Concorda com a obrigatoriedade
do teletrabalho até ao fim do ano determinada pelo Governo nos concelhos onde a
pandemia assim o exija, por se tratar do combate à pandemia. Com efeito, há pessoas muito satisfeitas com a opção de trabalhar
a partir de casa, mesmo que as condições não sejam as melhores, por lhes dar
uma segurança com que não contavam antes; e, em contraste, há pessoas a quem trabalhar
a partir de casa dá grande transtorno por não terem condições, pois,
simultaneamente, têm de cuidar dos filhos.
Defende que há muitas coisas a discutir e aprofundar, como a questão da
privacidade, ou seja, saber até onde pode ir “a intromissão” da empresa ou da
entidade contratante e se o trabalhador se pode defender, se tem o direito a
desligar do trabalho. A este respeito, confessa:
“Eu
vejo, nas minhas responsabilidades profissionais, com um pequeno descuido
e lá estamos a ligar às pessoas fora de horas. Temos de nos consciencializar de
que isso não é correto. É uma exigência para quem tem negócios, para empregadores
e também para o trabalhador. E quando o trabalhador não tem condições para o
exigir, temos de as criar.”.
Em relação ao “Livro
Verde sobre o Futuro do Trabalho”, que propõe que trabalhadores em layoff
ou de empresas em crise possam ser colocados temporariamente noutras com falta
de pessoal, frisa o hábito de se “culpar o
trabalhador pela sua situação”:
“Culpamos os
pobres porque são pobres, os trabalhadores porque não são trabalhadores, com as
suas funções, e acusados de subsídio-dependentes”.
Acha que o livro está um pouco aquém do necessário, até porque o tempo
dado para reflexão foi escasso. Assim, receia que abra portas que não valorizam
“o trabalho e os trabalhadores”, nem lhes dão “melhores condições de vida, de
rendimento, de motivação”. Por isso, entende que se põe com premência a
continuidade da reflexão sobre o que se quis dar por concluído, indo ao fundo
questões. Não sendo este o primeiro Livro Verde sobre o trabalho, “não sabemos
se irá dar num Livro Branco, para se aplicar ou não”, pois, “ainda há muito a
discutir e devíamos ter esse tempo para mais gente se pronunciar sobre o
assunto e fazer propostas” – diz observando que o livro está muito vago no
âmbito da “defesa dos direitos dos trabalhadores”

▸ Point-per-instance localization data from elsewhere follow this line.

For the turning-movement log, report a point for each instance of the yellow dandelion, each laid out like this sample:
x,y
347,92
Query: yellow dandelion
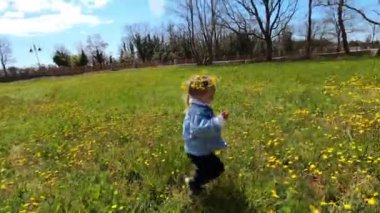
x,y
347,207
371,201
313,209
274,194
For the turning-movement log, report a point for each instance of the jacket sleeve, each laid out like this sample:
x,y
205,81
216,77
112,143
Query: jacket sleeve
x,y
203,128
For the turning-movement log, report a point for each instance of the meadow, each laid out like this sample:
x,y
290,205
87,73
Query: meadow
x,y
303,137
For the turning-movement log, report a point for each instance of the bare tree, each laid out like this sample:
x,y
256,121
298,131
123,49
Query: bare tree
x,y
5,54
309,37
374,30
331,21
96,48
339,6
262,19
363,14
200,17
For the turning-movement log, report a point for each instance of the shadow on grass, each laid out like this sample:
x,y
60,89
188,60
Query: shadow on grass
x,y
225,197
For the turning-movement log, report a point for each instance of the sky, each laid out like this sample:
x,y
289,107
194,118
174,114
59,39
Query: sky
x,y
51,23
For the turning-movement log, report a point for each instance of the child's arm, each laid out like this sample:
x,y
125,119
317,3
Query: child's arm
x,y
201,127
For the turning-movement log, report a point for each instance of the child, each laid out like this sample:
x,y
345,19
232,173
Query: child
x,y
202,133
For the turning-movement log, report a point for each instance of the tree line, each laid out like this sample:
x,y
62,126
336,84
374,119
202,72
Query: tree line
x,y
209,30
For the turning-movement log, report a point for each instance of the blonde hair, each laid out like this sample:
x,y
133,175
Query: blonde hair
x,y
198,86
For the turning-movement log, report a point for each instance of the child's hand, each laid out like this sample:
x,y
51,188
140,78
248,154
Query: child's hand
x,y
225,115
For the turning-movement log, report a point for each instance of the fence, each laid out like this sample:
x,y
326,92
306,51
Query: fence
x,y
25,74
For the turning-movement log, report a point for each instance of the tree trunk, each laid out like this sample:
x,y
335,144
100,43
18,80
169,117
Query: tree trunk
x,y
309,30
269,48
342,27
338,41
4,69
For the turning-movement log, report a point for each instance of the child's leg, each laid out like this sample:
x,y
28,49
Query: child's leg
x,y
200,175
209,167
216,167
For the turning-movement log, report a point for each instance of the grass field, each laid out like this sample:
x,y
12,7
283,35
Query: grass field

e do que é “um trabalho digno e protegido”.
Relativamente à Cimeira Social
Europeia, no Porto, diz ter “o
privilégio de saber como é que as coisas estão a ser organizadas”, não tendo as
confederações sindicais nacionais direito à palavra, mas sendo representadas
pela respetiva Confederação Europeia com tempos de discussão apertados. Ora, se
a cimeira fosse só para servir a imagem da UE, seria escasso – diz e
vinca:
“Vão sair
algumas medidas que não serão para piorar a vida dos trabalhadores. Mas,
sabemos que esta questão social europeia vem para contrapor à questão de ser
uma união só a pensar no económico. E sabemos que dentro dessa União Europeia
há muitos lobbies, a puxar cada um para o seu lado. Este, do social, tem hoje
um pouco mais de influência e poderão sair medidas interessantes. Mas a União
Europeia continua a ter muito de imagem, que depois não se repercute na
reflexão e participação que era necessária dentro da própria UE.”.

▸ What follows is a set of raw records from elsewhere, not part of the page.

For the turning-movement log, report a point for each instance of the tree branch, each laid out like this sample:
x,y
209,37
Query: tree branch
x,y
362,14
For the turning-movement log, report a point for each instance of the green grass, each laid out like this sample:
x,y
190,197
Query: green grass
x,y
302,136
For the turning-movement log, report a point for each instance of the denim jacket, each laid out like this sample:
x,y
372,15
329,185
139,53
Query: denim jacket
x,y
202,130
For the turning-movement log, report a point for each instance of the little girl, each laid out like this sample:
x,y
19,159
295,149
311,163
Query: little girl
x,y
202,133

Receia o ‘show off, embora surjam medidas interessantes, mas não como é
necessário ao nível da migração, condições do trabalho, vários setores das
diferentes sociedades europeias afastados ou impedidos de chegar a bolo que devia
ser bem dividido por todos. Porém, diz, surgirão medidas importantes para
a UE que somos e para a Europa social que defendemos.
Sobre a coordenação da LOC
face à crise sanitária e económico-social, entende que “nunca os
trabalhadores precisaram tanto de organizações como a LOC/MTC e outras que
são fundamentais para uma sociedade participativa, cidadã e, no nosso caso, uma
sociedade que vai buscar as preocupações do mundo e as reflete a partir dos
valores católicos e da própria Igreja”. Confessa
que, ao assumir a função de coordenador, estava longe de contar com uma coisa
destas, que nos deixou “todos muito mais isolados” sendo que alguns podem não
resistir.
Refere que, durante o mês de abril, reuniram com as direções diocesanas,
faltando apenas três dioceses, e aperceberam-se da realidade das dioceses em
termos laborais e dos dirigentes, militantes e grupos da LOC/MTC.

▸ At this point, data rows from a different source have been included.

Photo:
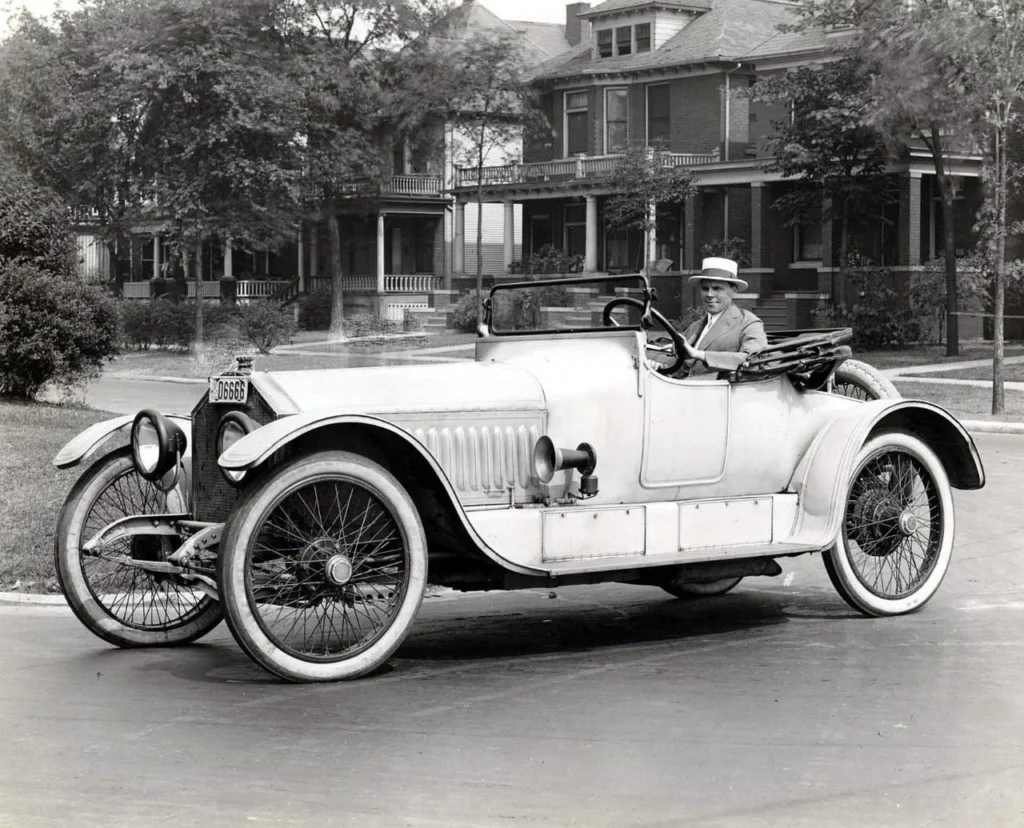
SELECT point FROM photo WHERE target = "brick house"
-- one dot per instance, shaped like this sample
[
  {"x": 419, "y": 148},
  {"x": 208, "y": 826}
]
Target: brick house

Considera que se viveram “situações muito complicadas”. Na verdade,
um movimento como este “vive da proximidade, do afeto, do encontro para revisão
de vida”. É certo que se evoluiu para lá do que se imaginava “nas ligações pela
internet, videoconferências em diferentes sistemas”. Porém, como vinca, isso
não resolve o problema afetivo, a proximidade, o dar as mãos, o rezar juntos “para
sermos mais fortes no que é preciso fazer”. Depois, movimentos como este
“sofrem um grande problema até em termos económicos”. E explica:
“Todo o tipo de
atividades que costumávamos realizar para a participação das pessoas,
comunidades e paróquias, que davam pequenos contributos, nomeadamente no mês de
maio, o mês da solidariedade, não podemos solicitar esse apoio e organizar
atividades de formação e comunhão, onde as pessoas deixavam pequenos
contributos financeiros que, apesar de muito pequenos, davam para irmos
existindo com melhores condições”.
No âmbito da vivência deste
1.º de maio e da oportunidade para os trabalhadores afirmarem os seus direitos,
revela que “estamos um
bocadinho melhor do que há um ano”. Os trabalhadores do LOC integram-se “nas
festas, nas manifestações e concentrações dos trabalhadores, sem distinção, que
se organizam pelo país”, pois trata-se de “um tempo de festa, de desafio e de
consciencialização daquilo porque ainda falta lutar”. E o apelo que o movimento
faz às pessoas “é que, quem se sentir bem, pode participar com todos os
cuidados e manifestar, dessa forma, aquilo que é importante, que é lutar pelos
trabalhadores”, sem que se forcem a si próprios, pois “cada um tem de ter a sua
consciência, sem atacar aqueles que o fazem”: é um direito e, “mesmo que alguns
corram algum risco, é conscientemente que o fazem”.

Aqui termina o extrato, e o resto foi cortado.